Many Americans might be surprised to learn that some of their favorite foods are not native to North America, but were introduced a hundred years ago by one devoted group of explorers. Fruits of Eden: David Fairchild and America’s Plant Hunters, which we are publishing this week, tells the little-known story of the botanical expeditions that revolutionized the American dinner table.

Son-in-law to Alexander Graham Bell and brother-in-law to National Geographic editor Gilbert Grosvenor, David Fairchild (1869–1954) was likewise an influential figure in the flurry of scientific discovery and invention which characterized the late nineteenth century. His discoveries were motivated by his idealistic belief in the free exchange of plants among people around the globe. Amanda Harris, former editor and reporter for Newsday, recounts the exploits of Fairchild and his followers in Fruits of Eden.

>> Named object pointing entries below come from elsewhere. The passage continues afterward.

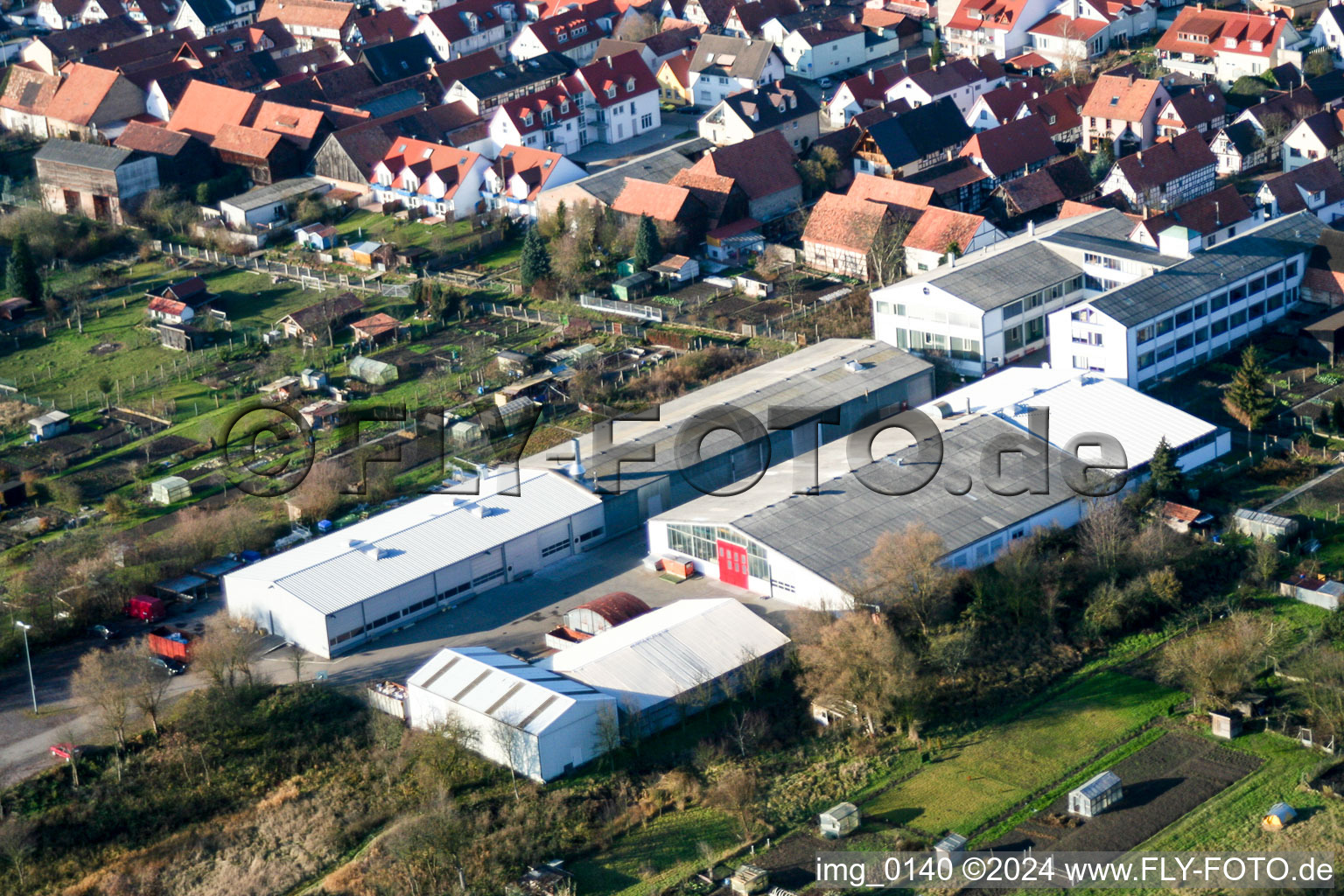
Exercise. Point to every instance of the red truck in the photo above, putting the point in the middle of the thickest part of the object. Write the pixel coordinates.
(145, 607)
(172, 644)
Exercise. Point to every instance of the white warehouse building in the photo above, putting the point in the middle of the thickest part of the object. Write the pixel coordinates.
(536, 722)
(339, 592)
(808, 549)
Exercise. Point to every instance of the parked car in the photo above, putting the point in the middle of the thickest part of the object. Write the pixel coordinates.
(66, 751)
(171, 665)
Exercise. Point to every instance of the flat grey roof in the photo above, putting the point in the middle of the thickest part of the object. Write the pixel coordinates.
(1206, 271)
(277, 192)
(999, 278)
(814, 376)
(832, 532)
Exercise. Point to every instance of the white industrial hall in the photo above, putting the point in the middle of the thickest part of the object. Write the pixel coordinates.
(335, 592)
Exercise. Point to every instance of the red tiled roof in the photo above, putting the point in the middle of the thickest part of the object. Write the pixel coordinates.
(844, 222)
(1206, 32)
(30, 90)
(1166, 160)
(1203, 215)
(626, 74)
(82, 92)
(328, 15)
(206, 108)
(938, 228)
(660, 202)
(1007, 148)
(253, 143)
(376, 324)
(761, 165)
(1121, 98)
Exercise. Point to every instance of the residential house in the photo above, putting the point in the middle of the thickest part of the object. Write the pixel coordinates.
(784, 107)
(1203, 109)
(550, 118)
(842, 233)
(396, 60)
(182, 158)
(1040, 195)
(1060, 109)
(312, 22)
(1238, 148)
(724, 66)
(1002, 103)
(93, 180)
(179, 303)
(469, 27)
(268, 156)
(621, 98)
(444, 180)
(211, 17)
(1012, 150)
(1166, 175)
(996, 27)
(1318, 136)
(1225, 45)
(27, 94)
(869, 90)
(1188, 312)
(486, 90)
(1124, 110)
(762, 167)
(942, 233)
(521, 175)
(1199, 223)
(93, 103)
(962, 80)
(570, 34)
(52, 50)
(321, 318)
(1318, 188)
(674, 77)
(674, 207)
(912, 141)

“Harris brings to life the many unsung adventurers who tramped to the ends of the earth in search of useful plants,” says Susan Freinkel, author of American Chestnut. Funded by the U.S. Department of Agriculture, Fairchild and his fellow botanists traveled to Asia, Africa, South America, and Europe to bring back foreign cultivars. Their findings provided diversity of crops for farmers across the country and transformed what Americans eat.

Wilson Popenoe on the equator in Malchingui, Ecuador, in 1921. Photo courtesy of Hunt Institute of Botanical Documentation, Carnegie Mellon University, Pittsburgh.
Wilson Popenoe, one of Fairchild’s explorers, on the equator in Malchingui, Ecuador, in 1921. Photo courtesy of Hunt Institute of Botanical Documentation, Carnegie Mellon University, Pittsburgh.

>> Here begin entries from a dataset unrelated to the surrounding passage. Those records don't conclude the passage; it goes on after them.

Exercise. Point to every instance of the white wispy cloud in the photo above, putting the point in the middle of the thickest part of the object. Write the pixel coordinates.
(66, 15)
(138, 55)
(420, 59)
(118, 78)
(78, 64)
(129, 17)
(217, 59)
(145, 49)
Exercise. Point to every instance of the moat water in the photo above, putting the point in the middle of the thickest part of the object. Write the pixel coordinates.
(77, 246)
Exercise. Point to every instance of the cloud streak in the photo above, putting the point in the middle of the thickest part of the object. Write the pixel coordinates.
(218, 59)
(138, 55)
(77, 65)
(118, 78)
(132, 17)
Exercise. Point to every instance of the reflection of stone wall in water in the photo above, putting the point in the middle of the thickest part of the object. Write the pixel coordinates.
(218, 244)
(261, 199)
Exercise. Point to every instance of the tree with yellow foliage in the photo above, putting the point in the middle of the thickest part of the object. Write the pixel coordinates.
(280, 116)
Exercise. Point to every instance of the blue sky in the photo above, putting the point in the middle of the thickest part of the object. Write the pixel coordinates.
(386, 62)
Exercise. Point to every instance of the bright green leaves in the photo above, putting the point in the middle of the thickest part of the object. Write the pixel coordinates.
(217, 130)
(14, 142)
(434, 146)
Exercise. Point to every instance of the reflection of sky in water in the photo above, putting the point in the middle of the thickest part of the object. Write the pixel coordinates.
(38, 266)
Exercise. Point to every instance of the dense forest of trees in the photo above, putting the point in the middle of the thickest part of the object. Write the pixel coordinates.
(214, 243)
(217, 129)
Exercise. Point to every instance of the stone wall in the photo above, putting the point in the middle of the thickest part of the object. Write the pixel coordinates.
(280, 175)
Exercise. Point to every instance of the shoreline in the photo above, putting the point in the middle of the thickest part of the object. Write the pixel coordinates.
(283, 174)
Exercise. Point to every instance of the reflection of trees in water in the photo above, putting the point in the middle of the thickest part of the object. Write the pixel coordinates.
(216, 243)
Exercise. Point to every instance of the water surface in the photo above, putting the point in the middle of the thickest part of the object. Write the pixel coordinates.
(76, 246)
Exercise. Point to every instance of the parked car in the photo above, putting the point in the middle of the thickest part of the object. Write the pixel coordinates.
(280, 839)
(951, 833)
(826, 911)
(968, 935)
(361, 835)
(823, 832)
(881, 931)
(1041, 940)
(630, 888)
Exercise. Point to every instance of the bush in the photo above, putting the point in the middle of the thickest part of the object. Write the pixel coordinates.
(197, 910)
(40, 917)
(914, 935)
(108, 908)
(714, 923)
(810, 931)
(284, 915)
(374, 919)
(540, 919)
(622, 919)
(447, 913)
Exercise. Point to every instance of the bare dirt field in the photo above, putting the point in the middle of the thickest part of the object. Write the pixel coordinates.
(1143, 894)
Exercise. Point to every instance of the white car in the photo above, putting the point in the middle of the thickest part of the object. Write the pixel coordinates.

Mangoes, avocados, honeydew melons, soybeans, durum wheat, dates, Meyer lemons, and figs are among the once-exotic foods that Fairchild’s program brought from faraway locales. “If you have ever wondered how navel oranges and other such foods came to be grown in America, here’s the answer,” says Marion Nestle, author of Food Politics. “Fruits of Eden is a welcome history of these little-known plant experts who succeeded in improving the diversity and deliciousness of our daily fare.”

Fairchild eventually became tangled in controversies emerging at the dawn of globalization—immigration policy, eugenics, concerns over invasive species, and the struggle between science and commerce. “The turn of the twentieth century was fascinating because everything changed as Americans opened their eyes to the rest of the world,” says author Amanda Harris. Though David Fairchild’s program was shut down by his adversaries, the foods he introduced to the country are now commonplace in today’s kitchens.